The issue lies in the term’s misuse, meaning that some view it negatively – as trying to progress through constantly complimenting your boss or always agreeing. Others posit an alternative understanding, where staff are intentionally challenging to superiors in an effort to assert authority.
In fact, upwards management is neither of these. Understood at its simplest, it is a method of career development that is based on consciously working for the benefit of both yourself and your boss. It is understanding their needs, perspectives and objectives and consistently positioning yourself to support these.
Seven top tips for upwards management
- Understand your boss. Get to know their ultimate goals and take note of their communication preferences. Making sure you’re communicating in a way that they like and with their goals in mind will help your ideas get the respect they deserve.

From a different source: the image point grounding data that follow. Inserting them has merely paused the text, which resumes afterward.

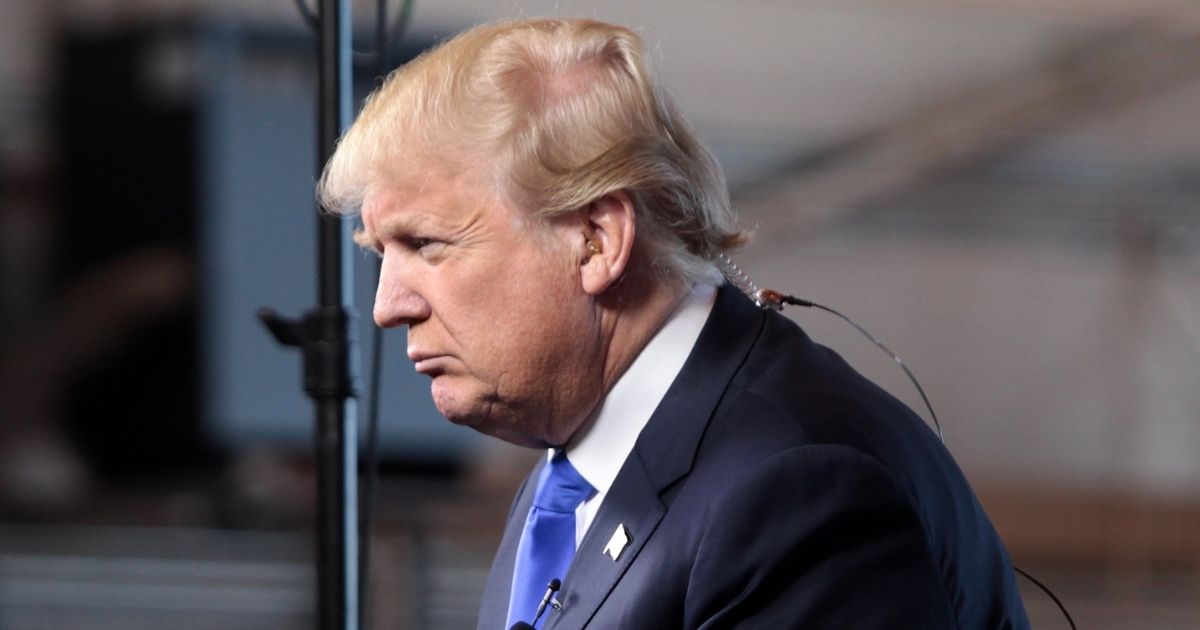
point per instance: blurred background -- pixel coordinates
(1005, 191)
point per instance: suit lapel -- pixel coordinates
(495, 606)
(593, 573)
(663, 454)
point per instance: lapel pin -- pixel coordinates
(618, 543)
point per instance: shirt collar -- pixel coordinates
(609, 436)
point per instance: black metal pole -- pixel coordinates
(324, 336)
(331, 384)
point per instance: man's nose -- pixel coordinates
(397, 300)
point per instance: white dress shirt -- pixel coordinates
(600, 448)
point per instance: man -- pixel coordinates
(550, 229)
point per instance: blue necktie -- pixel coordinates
(547, 543)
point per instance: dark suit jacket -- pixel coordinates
(775, 487)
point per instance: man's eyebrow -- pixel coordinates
(365, 239)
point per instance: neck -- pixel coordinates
(630, 317)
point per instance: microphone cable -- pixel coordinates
(775, 300)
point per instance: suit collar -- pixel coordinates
(663, 455)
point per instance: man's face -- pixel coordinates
(495, 310)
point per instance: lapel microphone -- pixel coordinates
(551, 588)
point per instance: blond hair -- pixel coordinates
(564, 112)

- Stick to facts. When presenting ideas, make sure that all your reasoning is based on objective facts. An emotional argument is much easier to pick apart than a fact-based one.
- Be specific. When you need things from your manager – time, resources, staff – make it clear what you need and why.

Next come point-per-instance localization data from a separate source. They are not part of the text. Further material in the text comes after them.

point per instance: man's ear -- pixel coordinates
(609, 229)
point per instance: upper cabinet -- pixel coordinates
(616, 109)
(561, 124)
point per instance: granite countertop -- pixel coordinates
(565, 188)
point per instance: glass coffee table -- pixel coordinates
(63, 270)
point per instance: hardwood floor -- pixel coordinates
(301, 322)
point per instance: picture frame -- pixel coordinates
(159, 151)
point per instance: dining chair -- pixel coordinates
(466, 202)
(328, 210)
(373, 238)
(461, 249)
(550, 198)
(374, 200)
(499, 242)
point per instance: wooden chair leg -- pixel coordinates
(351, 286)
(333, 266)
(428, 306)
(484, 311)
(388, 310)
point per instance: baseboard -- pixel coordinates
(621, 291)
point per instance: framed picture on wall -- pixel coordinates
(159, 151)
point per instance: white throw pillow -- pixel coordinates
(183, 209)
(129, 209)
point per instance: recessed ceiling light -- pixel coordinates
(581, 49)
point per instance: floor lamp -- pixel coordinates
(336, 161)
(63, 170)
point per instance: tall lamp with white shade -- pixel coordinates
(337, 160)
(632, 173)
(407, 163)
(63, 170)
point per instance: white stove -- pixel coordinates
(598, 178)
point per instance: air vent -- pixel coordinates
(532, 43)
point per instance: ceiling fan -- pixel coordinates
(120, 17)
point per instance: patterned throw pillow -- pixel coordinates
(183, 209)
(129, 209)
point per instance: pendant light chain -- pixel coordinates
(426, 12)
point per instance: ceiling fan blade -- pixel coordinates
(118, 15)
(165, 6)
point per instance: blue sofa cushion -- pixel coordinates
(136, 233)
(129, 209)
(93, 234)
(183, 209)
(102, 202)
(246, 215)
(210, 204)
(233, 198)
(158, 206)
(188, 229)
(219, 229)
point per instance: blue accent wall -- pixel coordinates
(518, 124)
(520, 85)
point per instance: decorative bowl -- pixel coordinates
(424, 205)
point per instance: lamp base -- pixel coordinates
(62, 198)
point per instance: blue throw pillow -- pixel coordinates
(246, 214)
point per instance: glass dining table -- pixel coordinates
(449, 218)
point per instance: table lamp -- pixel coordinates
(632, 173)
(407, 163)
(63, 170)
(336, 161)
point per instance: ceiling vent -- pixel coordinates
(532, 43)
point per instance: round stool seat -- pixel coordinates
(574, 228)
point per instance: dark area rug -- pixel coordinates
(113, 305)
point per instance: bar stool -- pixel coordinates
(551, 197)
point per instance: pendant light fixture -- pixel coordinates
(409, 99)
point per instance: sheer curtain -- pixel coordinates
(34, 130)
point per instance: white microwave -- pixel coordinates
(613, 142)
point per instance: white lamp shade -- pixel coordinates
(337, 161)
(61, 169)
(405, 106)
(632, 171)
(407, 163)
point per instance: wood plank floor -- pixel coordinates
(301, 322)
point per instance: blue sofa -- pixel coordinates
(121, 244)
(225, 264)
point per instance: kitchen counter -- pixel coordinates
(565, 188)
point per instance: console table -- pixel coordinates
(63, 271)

- Follow through. When you promise your boss something, make sure you deliver. There is no shame in telling your boss that a task is going to take longer than you thought, but failing to inform them, and not honouring your commitments, breeds distrust and resentment.
- Respect their time. Your boss’ time is valuable – be aware of this whenever you have a meeting or discussion. Always turn up on time for meetings, ensure you are prepared, and make sure that any information your boss needs has been made available.
- Present options. Although committing to an argument is commendable, presenting multiple options, and the strengths and weaknesses of each, evidences your ability to consider alternatives as well as reassuring your manager.
- Don’t suck up. Easier said than done, but achieving all of the above without sucking up is crucial. One of the benefits of being a manager is having an entire team to challenge you. Make sure you don’t become a ‘yes man’ and your input will be valued and sought after.
"I don’t want my team to just agree with what I say, I want them to feel they can challenge my viewpoints"
From the horse’s mouth
Sara Merry, Assistant Director, Marketing & Communications at the CISI, says that the best way for her staff to manage her is “when they provide me with a good argument. I don’t want my team to just agree with what I say, I want them to feel they can challenge my viewpoints. But if they do have different ideas, I do expect them to be confident in the direction they have chosen and to be able to back them up – with stats, evidence or logic.”